Musing on the relationship between Ikebana and Cardigan Knitwear.

Musing on the relationship between Ikebana and Cardigan Knitwear.

There is a principle in Ikebana called ma. It does not translate easily, though negative space comes close. It describes the interval: the pause between one stem and the next, the air held within an arrangement that gives the whole thing meaning. Remove the flowers, and ma disappears. But without ma, there are only flowers.

I have thought about this often while working. In knitting, as in Ikebana, the structure is rarely what you first see. You see the yarn, the colour, the surface. What you do not immediately see is the decision behind every element: what was placed, and what was withheld.

Ikebana is practised across several schools. Sofu Teshigahara, who founded the Sogetsu school in 1927, argued that it was not a decorative art but a creative one. That the materials need not be flowers at all.
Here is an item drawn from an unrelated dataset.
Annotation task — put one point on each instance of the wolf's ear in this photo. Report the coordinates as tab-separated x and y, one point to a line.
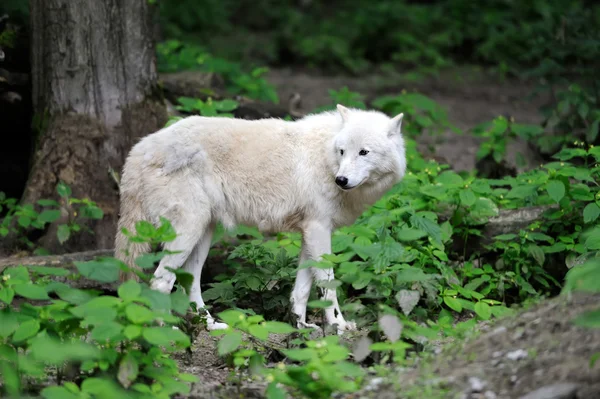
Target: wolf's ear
396	124
343	112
That the work was the relationship between the shin, the soe, and the hikae: heaven, earth, and human, arranged in tension with one another.

A cardigan has its own three-part logic. The body, the sleeve, the fit. Each must hold its relationship to the others. Adjust one and the rest shift. There is no neutral decision in either practice.

What draws me to the parallel is not the aesthetics but the discipline beneath them. Both demand that you know when to stop. Both are rendered less by addition. Both carry the mark of the person who made them, in ways that cannot be replicated by instruction alone.

Ma as a knitwear philosophy. I am not sure I could have articulated it before I found the word for it, it seems highly appropriate more than ever.